The clinical features of the classic LI phenotype may range from very mild to severe. Individuals who show the greatest severity of LI have large, lamellar, plate-like scales with relatively mild underlying erythroderma; ectropion (eversion of an edge or margin of the eyelid resulting in exposure of the palpebral conjunctiva) ( Fig. 5.15 ); and mild eclabium (eversion of the lips) (see Table 5.1 ). Lamellar scales are large, quadrangular, yellow to brown-black, often thick, and centrally adherent with raised edges resembling armor plates (hence the term lamellar ) ( Fig. 5.16 ). Scales are most prominent over the face, trunk, and extremities, with a predilection for the flexor areas. Cheeks are often red, taut, and shiny; more scales appear on the forehead than on the lower portion of the face. The palms and soles are almost always affected in LI; severity varies from increased palmar markings to a thick keratoderma with fissuring. Digital involvement may lead to pseudoainhum (constricting bands of the digits) and autoamputation. The scalp is scaly ( Fig. 5.17 ) with variable alopecia, which can be extensive and scarring. Involvement of the nails is variable. They may be stippled, pitted, ridged, or thickened, often with marked subungual hyperkeratosis.

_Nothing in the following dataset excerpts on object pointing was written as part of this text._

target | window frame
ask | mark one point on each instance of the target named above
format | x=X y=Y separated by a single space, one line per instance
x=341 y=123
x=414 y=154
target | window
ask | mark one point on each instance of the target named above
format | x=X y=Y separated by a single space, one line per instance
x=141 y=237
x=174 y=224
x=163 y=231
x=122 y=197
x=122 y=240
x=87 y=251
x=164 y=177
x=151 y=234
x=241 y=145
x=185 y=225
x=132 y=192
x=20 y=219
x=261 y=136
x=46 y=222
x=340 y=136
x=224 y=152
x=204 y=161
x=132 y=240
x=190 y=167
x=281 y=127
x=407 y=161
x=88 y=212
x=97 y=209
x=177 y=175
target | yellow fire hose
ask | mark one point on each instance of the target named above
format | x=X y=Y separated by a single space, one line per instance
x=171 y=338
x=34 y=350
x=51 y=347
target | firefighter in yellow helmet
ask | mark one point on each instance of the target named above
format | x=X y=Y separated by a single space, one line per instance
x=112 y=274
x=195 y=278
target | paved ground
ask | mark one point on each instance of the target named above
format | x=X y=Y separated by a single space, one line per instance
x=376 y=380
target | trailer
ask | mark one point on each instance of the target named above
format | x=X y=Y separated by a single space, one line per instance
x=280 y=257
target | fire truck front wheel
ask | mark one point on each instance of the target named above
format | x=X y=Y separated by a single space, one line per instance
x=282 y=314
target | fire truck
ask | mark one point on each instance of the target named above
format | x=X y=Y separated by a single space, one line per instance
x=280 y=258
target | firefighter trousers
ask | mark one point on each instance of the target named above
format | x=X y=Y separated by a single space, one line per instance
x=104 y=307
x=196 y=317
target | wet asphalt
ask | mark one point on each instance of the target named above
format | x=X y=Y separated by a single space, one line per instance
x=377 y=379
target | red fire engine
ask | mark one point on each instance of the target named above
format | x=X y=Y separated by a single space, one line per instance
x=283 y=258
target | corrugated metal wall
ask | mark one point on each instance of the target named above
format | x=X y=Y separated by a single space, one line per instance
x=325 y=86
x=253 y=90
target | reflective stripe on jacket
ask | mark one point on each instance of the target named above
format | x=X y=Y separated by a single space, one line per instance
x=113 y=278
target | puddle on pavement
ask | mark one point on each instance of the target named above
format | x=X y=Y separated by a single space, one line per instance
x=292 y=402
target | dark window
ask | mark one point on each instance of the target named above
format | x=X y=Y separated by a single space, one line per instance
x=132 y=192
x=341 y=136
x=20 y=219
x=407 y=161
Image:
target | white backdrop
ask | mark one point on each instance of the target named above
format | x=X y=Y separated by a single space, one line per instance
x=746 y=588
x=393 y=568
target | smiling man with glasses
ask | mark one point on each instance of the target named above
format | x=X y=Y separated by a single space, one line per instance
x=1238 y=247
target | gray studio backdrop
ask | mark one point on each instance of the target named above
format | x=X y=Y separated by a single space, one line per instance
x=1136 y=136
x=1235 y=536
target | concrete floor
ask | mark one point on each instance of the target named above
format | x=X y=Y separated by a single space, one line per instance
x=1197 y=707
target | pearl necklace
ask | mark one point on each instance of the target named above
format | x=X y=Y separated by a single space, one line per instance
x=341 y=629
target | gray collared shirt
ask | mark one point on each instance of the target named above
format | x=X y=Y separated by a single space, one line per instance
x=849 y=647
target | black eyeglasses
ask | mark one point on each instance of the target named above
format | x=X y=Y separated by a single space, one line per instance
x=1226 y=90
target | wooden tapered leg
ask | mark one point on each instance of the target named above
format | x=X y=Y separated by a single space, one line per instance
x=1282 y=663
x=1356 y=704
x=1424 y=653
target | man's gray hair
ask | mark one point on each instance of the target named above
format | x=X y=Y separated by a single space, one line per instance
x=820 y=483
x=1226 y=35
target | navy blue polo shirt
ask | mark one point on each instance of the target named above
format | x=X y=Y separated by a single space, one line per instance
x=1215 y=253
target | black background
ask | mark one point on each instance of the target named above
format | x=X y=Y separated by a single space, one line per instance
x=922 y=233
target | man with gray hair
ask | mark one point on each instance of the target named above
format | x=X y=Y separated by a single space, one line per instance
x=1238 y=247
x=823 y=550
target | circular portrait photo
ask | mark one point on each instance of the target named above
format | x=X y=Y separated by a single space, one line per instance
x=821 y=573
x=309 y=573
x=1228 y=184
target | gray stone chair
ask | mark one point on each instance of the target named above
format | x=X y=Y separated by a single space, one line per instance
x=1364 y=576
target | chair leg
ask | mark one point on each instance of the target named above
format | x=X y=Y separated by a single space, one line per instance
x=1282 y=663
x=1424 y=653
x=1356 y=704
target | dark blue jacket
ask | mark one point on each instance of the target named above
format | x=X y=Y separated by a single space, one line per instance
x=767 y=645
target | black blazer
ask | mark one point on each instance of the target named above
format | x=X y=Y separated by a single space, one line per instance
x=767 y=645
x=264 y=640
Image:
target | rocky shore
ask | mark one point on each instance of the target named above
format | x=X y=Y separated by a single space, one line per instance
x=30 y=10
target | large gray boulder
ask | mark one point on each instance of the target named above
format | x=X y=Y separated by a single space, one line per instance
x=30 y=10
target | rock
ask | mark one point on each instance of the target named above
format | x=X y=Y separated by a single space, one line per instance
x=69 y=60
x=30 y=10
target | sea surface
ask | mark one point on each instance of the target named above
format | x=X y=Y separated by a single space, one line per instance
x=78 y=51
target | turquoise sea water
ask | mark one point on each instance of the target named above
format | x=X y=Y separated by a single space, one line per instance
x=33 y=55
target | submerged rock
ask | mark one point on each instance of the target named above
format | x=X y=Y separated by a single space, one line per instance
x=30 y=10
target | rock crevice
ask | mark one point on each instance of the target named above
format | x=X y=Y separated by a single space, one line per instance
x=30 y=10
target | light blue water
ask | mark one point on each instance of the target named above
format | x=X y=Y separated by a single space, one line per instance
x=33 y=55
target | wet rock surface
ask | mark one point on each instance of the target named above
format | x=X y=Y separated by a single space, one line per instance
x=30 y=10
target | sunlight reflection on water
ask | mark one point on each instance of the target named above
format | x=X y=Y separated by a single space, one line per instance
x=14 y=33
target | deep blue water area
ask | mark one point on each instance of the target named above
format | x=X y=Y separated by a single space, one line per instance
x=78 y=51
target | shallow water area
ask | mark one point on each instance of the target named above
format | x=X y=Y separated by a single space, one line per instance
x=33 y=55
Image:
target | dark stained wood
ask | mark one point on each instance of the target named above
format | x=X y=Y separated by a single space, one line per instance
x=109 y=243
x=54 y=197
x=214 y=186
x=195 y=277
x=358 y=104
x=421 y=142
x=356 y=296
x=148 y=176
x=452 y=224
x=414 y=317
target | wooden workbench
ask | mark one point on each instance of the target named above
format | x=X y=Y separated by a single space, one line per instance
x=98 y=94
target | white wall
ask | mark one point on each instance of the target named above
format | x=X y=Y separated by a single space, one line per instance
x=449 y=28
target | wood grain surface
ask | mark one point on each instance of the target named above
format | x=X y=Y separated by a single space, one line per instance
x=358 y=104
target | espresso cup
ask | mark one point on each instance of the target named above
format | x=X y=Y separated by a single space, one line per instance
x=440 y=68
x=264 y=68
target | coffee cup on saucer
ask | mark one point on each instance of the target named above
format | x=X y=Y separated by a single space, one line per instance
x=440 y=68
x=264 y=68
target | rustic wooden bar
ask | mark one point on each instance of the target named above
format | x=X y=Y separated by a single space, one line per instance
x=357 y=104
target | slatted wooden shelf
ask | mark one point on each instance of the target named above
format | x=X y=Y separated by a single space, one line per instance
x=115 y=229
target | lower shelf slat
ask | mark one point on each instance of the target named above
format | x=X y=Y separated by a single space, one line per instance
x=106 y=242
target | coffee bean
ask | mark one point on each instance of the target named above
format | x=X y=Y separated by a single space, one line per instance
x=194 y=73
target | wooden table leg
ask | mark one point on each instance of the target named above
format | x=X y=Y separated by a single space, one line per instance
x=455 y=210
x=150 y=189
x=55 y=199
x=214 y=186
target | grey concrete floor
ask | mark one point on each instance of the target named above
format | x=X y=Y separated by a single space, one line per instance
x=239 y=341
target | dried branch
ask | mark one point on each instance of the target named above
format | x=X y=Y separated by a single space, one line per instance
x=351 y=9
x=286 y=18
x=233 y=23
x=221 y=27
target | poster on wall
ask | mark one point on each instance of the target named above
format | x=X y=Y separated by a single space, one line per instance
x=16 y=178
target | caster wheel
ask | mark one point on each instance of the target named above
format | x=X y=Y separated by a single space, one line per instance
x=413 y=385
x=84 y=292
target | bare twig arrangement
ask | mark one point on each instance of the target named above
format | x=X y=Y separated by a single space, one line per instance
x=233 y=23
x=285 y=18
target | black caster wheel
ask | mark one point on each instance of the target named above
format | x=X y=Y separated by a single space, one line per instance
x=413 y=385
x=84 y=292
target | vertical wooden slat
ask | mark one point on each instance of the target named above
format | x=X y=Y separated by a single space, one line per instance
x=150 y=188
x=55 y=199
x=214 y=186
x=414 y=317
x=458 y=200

Variant forms of LI from mutations in TGM1 manifest in a more limited distribution of lesional skin. Patients with bathing suit ichthyosis (BSI) are born with a full collodion membrane and transition to LI, but within the first months of life, the scaling on the extremities clears ( Fig. 5.18 ). The residual LI on warmer skin areas (e.g., axillae, trunk, scalp, and neck) has been linked to temperature-sensitive mutations in TGM1 . Mutations in TGM1 that encode proteins sensitive to hydrostatic pressure can result in SHCB. Affected neonates show either a generalized or acral collodion membrane at birth that clears entirely as the baby transitions to the dry environment postnatally. The TGM1 mutations in both BSI and SHCB phenotypes are missense mutations that are predominantly in the catalytic core domains. ALOX12B and ALOX3B mutations have also been described with SHCB. ^,

Mutations in SDR9C7 lead to early keratoderma of the extensor elbows and knees with PPK. Affected individuals usually are not born with a collodion membrane and tend to have generalized scaling with variable erythema. Patients with biallelic mutations in SULT2B1 either are collodion babies or have dry, scaling, erythematous skin at birth and thereafter have larger, dark scales that resemble RXLI or LI (although scales are not as large). The skin is erythematous and thickened, with accentuation overlying the joints.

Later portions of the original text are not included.